The fact that I am deeply hostile to video games with unit designers that expect you to design your own ships doesn't help either, they're particularly common in games that feature ships (be they of the seagoing or spacefaring variety).

Pity.

Would you be willing to elaborate on this a bit more?

Sanguinia
Jan 1, 2012

~Everybody wants to be a cat~
~Because a cat's the only cat~
~Who knows where its at~

Thinking on it today, I was able to remember one naval battle of actual plot significance in WoW: the fight between Genn Greymane's air gunship and the Horde fleet sailing for Stormheim in Legion. It was a pretty fun quest too, although you don't really participate in any actual naval battle, the player's actions are fighting boarding parties and doing air support on war bats.

Cythereal
Nov 8, 2009

I love the potoo,
and the potoo loves you.

Quackles posted:

Would you be willing to elaborate on this a bit more?

Dating back to Master of Orion, a very common feature of non-historical 4X games is the unit designer. A subsystem that allows you to customize your units, or make your own from scratch. You typically have a wide variety of chassis, defenses, weapons, special abilities, passive bonuses, etc. Even non-naval 4X games sometimes get into it, like Endless Legend.

This subsystem is one that I almost invariably dislike. I much prefer being given a pre-defined list of units with well designed roles. To me, unit designers tend to either feel like pointless busywork as I research Laser Gun Mk2 and have to upgrade my fleets from Laser Gun Mk1, or they feel like a major part of the gameplay and you have to have well-built units to have a chance of succeeding. Pre-made units are almost invariably mediocre in such games, or at least not as good as they could be.

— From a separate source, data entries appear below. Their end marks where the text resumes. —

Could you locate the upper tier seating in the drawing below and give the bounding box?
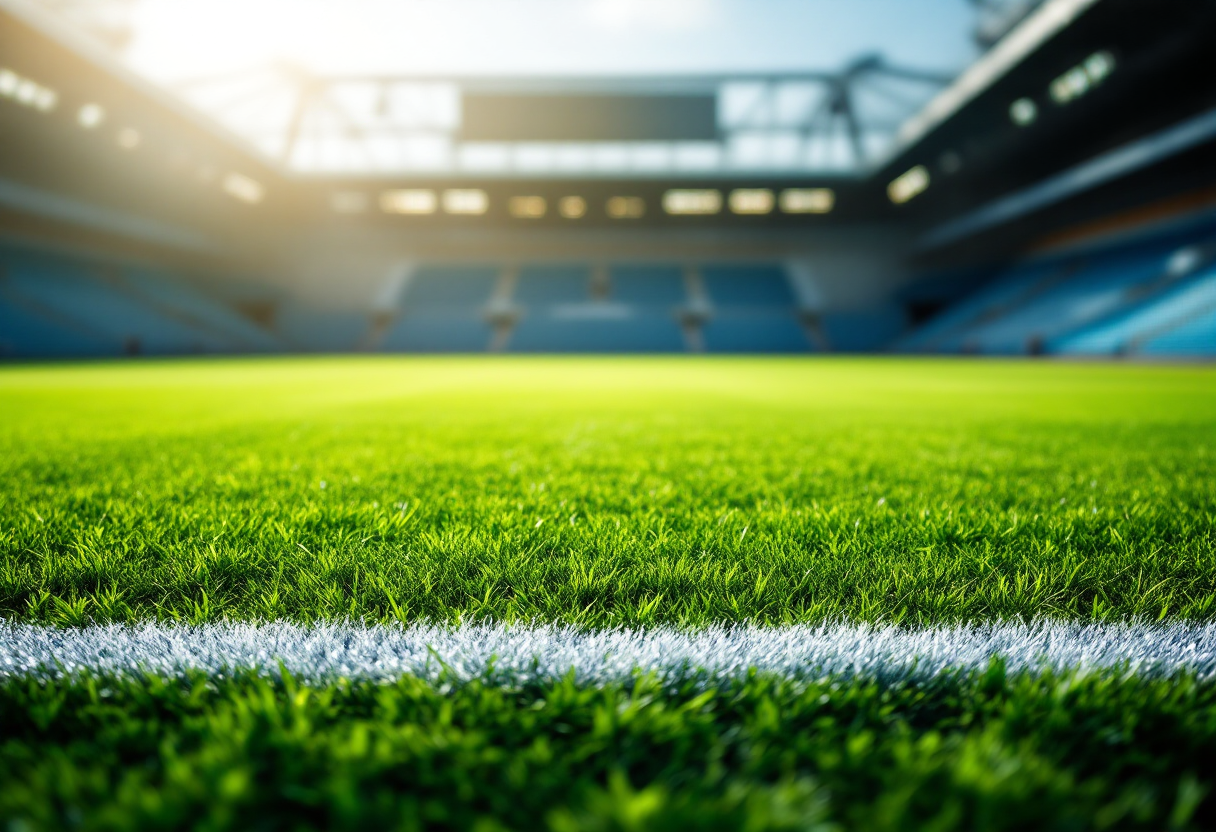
[702,263,796,309]
[0,294,114,358]
[123,268,281,352]
[510,310,685,353]
[1052,269,1216,355]
[402,266,499,309]
[513,265,591,307]
[702,310,811,353]
[379,310,490,353]
[275,304,372,353]
[4,245,229,354]
[608,265,688,307]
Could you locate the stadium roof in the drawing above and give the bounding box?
[21,0,987,179]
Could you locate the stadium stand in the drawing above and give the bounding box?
[608,264,688,308]
[0,246,263,355]
[0,0,1216,358]
[1053,270,1216,355]
[378,265,500,353]
[275,303,372,353]
[508,265,685,353]
[700,263,811,353]
[895,206,1214,356]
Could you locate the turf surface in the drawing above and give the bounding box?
[0,667,1216,832]
[0,358,1216,626]
[0,359,1216,832]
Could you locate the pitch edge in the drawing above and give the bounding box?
[7,622,1216,684]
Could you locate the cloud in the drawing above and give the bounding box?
[586,0,717,32]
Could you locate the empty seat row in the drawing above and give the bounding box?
[404,264,796,309]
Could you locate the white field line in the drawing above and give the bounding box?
[7,622,1216,684]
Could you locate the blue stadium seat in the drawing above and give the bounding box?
[0,297,114,358]
[275,304,371,353]
[508,308,685,353]
[700,264,796,309]
[608,265,688,307]
[379,311,491,353]
[820,307,907,353]
[404,265,499,309]
[896,263,1060,352]
[964,246,1166,355]
[514,265,591,305]
[4,246,227,354]
[702,311,811,353]
[1052,271,1216,355]
[123,269,281,352]
[1139,305,1216,358]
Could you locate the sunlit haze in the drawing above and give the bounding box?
[128,0,974,80]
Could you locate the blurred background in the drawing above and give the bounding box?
[0,0,1216,360]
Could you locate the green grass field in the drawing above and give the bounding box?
[0,358,1216,832]
[0,359,1216,626]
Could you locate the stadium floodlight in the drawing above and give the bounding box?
[604,197,646,219]
[330,191,367,214]
[444,187,490,214]
[1009,99,1038,127]
[557,196,587,219]
[663,189,722,214]
[114,128,143,150]
[0,68,60,113]
[886,164,929,206]
[728,187,777,214]
[1048,50,1115,105]
[778,187,835,214]
[379,189,439,214]
[224,173,266,206]
[77,102,106,130]
[507,196,548,219]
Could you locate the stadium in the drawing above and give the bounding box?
[0,0,1216,832]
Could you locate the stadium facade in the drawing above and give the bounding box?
[0,0,1216,359]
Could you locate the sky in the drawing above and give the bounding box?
[126,0,975,83]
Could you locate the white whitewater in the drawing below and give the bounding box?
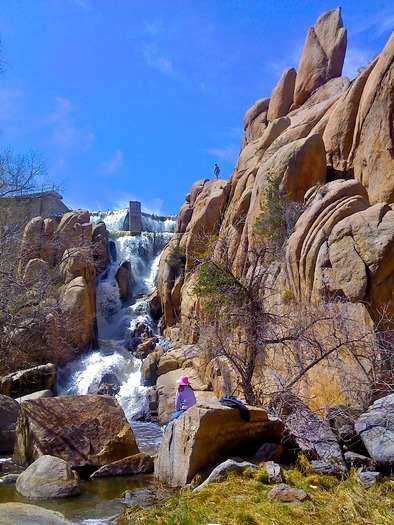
[58,210,175,426]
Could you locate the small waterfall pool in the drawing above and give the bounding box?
[0,210,175,525]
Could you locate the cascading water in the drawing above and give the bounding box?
[58,210,175,430]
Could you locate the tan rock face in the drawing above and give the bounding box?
[286,181,368,298]
[294,7,347,108]
[16,455,81,499]
[267,68,297,122]
[349,34,394,204]
[158,8,394,406]
[155,402,283,487]
[14,395,139,467]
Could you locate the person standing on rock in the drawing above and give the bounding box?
[169,376,196,423]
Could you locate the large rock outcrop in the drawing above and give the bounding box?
[16,455,81,499]
[355,394,394,468]
[14,395,139,467]
[294,7,347,108]
[19,210,103,348]
[158,8,394,406]
[0,394,19,453]
[155,402,283,487]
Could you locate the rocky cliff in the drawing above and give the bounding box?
[158,8,394,410]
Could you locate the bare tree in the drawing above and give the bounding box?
[0,149,51,197]
[190,194,393,406]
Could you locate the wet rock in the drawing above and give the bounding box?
[17,389,53,403]
[16,455,81,499]
[0,363,56,397]
[14,395,139,467]
[134,337,157,359]
[155,402,283,487]
[90,452,154,478]
[253,443,283,463]
[0,394,20,453]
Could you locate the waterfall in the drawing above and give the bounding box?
[58,209,175,422]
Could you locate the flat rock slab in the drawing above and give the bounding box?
[90,452,154,478]
[16,456,81,499]
[155,402,283,487]
[13,395,139,467]
[0,503,72,525]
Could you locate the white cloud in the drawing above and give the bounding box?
[47,97,95,150]
[99,149,123,175]
[142,43,176,77]
[145,18,164,37]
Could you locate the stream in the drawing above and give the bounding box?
[0,210,175,525]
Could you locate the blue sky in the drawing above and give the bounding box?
[0,0,394,214]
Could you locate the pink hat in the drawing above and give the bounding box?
[175,376,190,386]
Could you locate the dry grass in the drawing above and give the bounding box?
[118,470,394,525]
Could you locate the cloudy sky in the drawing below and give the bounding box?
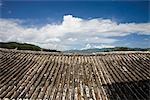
[0,0,150,50]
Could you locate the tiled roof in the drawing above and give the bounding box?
[0,50,150,100]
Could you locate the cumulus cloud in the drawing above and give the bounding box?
[0,15,150,50]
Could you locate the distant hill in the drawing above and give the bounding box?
[0,42,60,52]
[64,47,150,53]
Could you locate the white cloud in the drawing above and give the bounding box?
[0,15,150,50]
[93,44,115,49]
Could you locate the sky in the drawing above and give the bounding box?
[0,0,150,50]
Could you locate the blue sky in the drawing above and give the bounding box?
[0,0,150,50]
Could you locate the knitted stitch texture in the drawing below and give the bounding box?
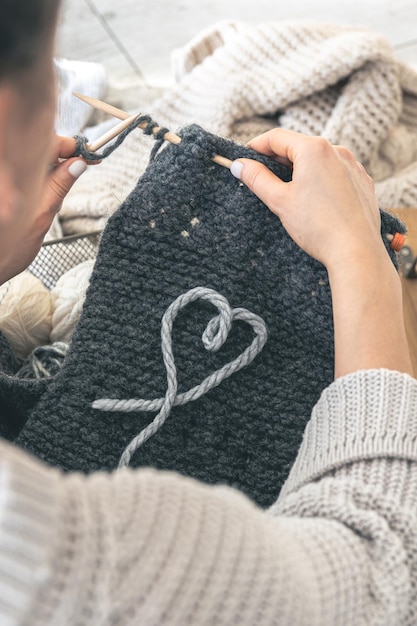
[0,126,401,506]
[60,21,417,233]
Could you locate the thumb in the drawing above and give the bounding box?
[230,159,288,215]
[43,158,87,213]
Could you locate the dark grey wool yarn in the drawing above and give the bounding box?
[0,126,403,506]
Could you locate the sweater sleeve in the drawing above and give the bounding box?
[0,370,417,626]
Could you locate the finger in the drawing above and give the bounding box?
[230,159,291,215]
[43,158,87,214]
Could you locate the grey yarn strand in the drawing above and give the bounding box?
[92,287,267,468]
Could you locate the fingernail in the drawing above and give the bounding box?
[230,161,243,180]
[68,159,87,178]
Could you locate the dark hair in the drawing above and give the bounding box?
[0,0,60,79]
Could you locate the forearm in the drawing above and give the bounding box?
[328,249,413,378]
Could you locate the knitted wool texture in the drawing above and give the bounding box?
[0,126,401,506]
[60,21,417,233]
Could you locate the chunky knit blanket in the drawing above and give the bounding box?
[61,22,417,233]
[0,126,401,506]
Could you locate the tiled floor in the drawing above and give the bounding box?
[58,0,417,85]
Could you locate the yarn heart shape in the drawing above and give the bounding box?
[92,287,268,468]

There's even some games where this is a central gameplay feature, like Rule the Waves or goon-designed naval action game Waves of Steel.

Now, I have seen games where I liked the presence of a unit designer! Sid Meier's Alpha Centauri is my gold standard: a carefully restricted and very self-explanatory set of things you can modify, with an extensive help system and the unit designer is great at suggesting things. There is some room for creativity, like my favored synthmetal formers so they can gain veterancy to shrug off mind worms, but the game does a fine job on its own.

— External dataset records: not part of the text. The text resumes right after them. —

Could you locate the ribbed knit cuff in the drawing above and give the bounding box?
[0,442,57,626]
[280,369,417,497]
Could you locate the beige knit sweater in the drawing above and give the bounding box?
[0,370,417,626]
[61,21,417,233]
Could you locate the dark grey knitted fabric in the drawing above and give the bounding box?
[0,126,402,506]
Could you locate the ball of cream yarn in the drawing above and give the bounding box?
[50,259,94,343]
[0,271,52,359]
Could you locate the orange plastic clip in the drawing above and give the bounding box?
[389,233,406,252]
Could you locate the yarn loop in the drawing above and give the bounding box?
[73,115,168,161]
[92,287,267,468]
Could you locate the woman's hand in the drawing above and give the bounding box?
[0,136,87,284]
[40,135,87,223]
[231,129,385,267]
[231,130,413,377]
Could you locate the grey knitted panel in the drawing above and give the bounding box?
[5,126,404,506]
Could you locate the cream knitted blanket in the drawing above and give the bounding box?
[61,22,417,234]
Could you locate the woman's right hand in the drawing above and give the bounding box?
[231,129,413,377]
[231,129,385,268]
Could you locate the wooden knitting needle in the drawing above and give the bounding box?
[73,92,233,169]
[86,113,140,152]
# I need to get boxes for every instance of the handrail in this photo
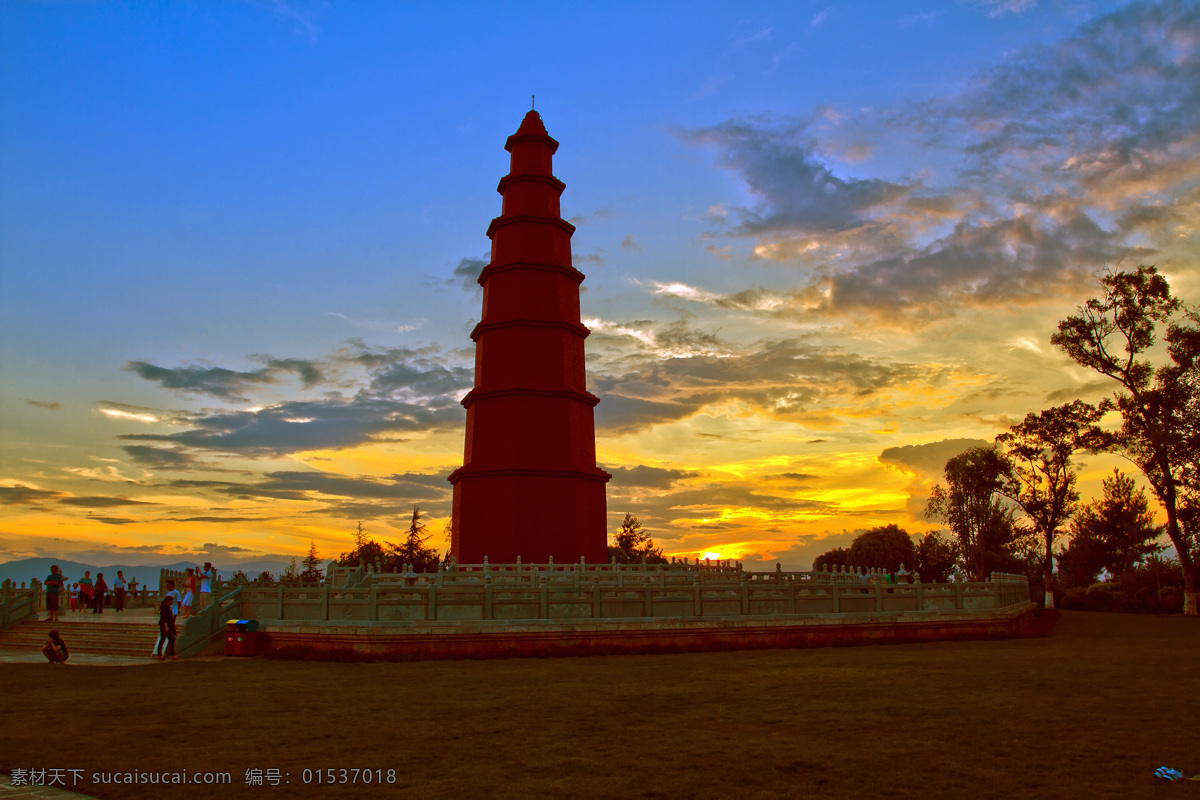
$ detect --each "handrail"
[175,585,245,657]
[0,588,41,631]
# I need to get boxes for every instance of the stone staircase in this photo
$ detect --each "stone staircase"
[0,613,158,658]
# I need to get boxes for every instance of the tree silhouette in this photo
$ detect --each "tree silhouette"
[608,511,667,564]
[1050,266,1200,615]
[996,401,1103,608]
[925,447,1016,581]
[300,540,324,583]
[846,525,917,572]
[1070,469,1163,583]
[390,505,440,572]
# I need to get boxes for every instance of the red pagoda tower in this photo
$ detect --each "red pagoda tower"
[449,112,612,564]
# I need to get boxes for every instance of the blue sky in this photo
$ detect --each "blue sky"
[0,0,1200,566]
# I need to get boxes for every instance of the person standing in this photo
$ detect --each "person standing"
[167,581,184,620]
[113,570,125,612]
[154,581,179,661]
[196,561,217,610]
[79,570,91,612]
[180,566,199,616]
[44,564,70,622]
[91,572,108,614]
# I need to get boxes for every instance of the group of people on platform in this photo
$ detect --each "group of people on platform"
[42,561,217,663]
[42,564,138,622]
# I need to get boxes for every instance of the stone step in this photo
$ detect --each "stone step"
[0,620,158,656]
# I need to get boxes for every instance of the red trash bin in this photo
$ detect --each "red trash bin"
[226,619,262,656]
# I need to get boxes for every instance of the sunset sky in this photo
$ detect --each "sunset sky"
[0,0,1200,569]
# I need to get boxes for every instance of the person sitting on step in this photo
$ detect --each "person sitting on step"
[42,631,71,664]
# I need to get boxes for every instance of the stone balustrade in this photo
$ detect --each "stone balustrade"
[241,560,1028,622]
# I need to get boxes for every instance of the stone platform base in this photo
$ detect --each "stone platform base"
[248,602,1034,661]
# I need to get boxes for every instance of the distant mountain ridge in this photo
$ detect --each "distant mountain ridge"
[0,558,316,587]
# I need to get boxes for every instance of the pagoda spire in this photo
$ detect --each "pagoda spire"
[449,110,612,564]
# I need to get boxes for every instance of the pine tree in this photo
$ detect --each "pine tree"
[300,537,328,582]
[390,505,440,572]
[1070,469,1163,581]
[608,511,667,564]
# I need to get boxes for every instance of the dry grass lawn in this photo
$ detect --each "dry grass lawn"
[0,612,1200,800]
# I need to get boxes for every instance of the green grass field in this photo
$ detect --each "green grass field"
[0,612,1200,800]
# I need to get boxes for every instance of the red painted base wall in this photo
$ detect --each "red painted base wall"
[263,606,1033,661]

In general I am firmly an aesthetic-driven game player. I tend to play games for how they make me feel: the story, characters, music, and visual design. What I am not is a mechanics-driven gamer. I almost invariably play games on the easiest difficulty settings, and skip optional content that requires real effort to do. I only stick my toes into such side content if there's a story hook that grabs my interest (this has completely baffled friends regarding MMOs in particular, how I'll just skip most or all endgame content). While I have the utmost respect for people like Melth and Zoran here on SA who can think ten steps ahead of the AI and break strategy games over their knee, or the people who can hyper-optimize character builds in RPGs on the fly, I am very much not that kind of player. To me, unit designers in strategy game feel very much like character builds in RPGs: I do not enjoy it, and if pressed will google for what is optimal and copy/paste that.

Games where I sincerely enjoy playing them on hard difficulties for the sheer fun of the mechanical gameplay do exist but are extraordinarily rare.

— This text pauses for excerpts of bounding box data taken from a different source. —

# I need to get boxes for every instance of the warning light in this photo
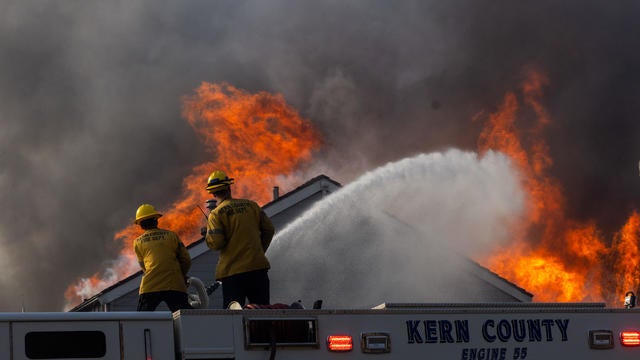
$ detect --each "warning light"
[327,335,353,351]
[620,330,640,346]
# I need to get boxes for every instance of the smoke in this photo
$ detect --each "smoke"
[267,150,524,308]
[0,0,640,311]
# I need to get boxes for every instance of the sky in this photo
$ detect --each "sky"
[0,0,640,311]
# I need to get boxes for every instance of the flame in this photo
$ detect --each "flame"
[65,83,321,308]
[478,69,640,305]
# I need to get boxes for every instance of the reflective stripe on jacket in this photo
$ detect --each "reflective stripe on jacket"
[134,229,191,294]
[206,199,275,280]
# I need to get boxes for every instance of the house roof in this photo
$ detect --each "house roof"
[70,175,533,312]
[70,175,341,311]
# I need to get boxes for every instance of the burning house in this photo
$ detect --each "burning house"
[70,175,533,312]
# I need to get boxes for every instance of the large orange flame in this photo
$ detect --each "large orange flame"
[478,69,640,305]
[65,83,321,308]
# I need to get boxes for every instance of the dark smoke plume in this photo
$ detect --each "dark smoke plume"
[0,0,640,311]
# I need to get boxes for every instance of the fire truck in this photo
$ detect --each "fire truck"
[6,303,640,360]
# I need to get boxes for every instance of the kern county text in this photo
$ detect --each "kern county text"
[406,319,569,360]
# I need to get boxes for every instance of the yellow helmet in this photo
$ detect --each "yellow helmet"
[134,204,162,224]
[207,170,233,193]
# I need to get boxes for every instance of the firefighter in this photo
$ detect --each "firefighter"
[133,204,191,312]
[205,170,275,308]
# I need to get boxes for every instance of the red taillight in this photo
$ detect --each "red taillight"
[327,335,353,351]
[620,330,640,346]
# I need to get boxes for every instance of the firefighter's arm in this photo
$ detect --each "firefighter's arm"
[133,242,147,272]
[260,211,276,252]
[205,213,227,250]
[176,235,191,275]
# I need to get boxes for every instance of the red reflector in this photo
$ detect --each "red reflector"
[620,330,640,346]
[327,335,353,351]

Cythereal fucked around with this message at 20:31 on Aug 9, 2022

Ultiville
Jan 14, 2005

The law protects no one unless it binds everyone, binds no one unless it protects everyone.

Cythereal posted:

Dating back to Master of Orion, a very common feature of non-historical 4X games is the unit designer. A subsystem that allows you to customize your units, or make your own from scratch. You typically have a wide variety of chassis, defenses, weapons, special abilities, passive bonuses, etc. Even non-naval 4X games sometimes get into it, like Endless Legend.

This subsystem is one that I almost invariably dislike. I much prefer being given a pre-defined list of units with well designed roles. To me, unit designers tend to either feel like pointless busywork as I research Laser Gun Mk2 and have to upgrade my fleets from Laser Gun Mk1, or they feel like a major part of the gameplay and you have to have well-built units to have a chance of succeeding. Pre-made units are almost invariably mediocre in such games, or at least not as good as they could be.

There's even some games where this is a central gameplay feature, like Rule the Waves or goon-designed naval action game Waves of Steel.

Now, I have seen games where I liked the presence of a unit designer! Sid Meier's Alpha Centauri is my gold standard: a carefully restricted and very self-explanatory set of things you can modify, with an extensive help system and the unit designer is great at suggesting things. There is some room for creativity, like my favored synthmetal formers so they can gain veterancy to shrug off mind worms, but the game does a fine job on its own.

I'm with you on this FWIW. Unit designers seem like a cool idea, and if they're done right, they can be super fun. But the vast majority of them either have the pre-made units be good enough that there's no reason to diverge from them, or make it so that playing the unit designer is a large part of the game and generally if you customize units well you'll ludicrously outclass the AI or anyone using premades.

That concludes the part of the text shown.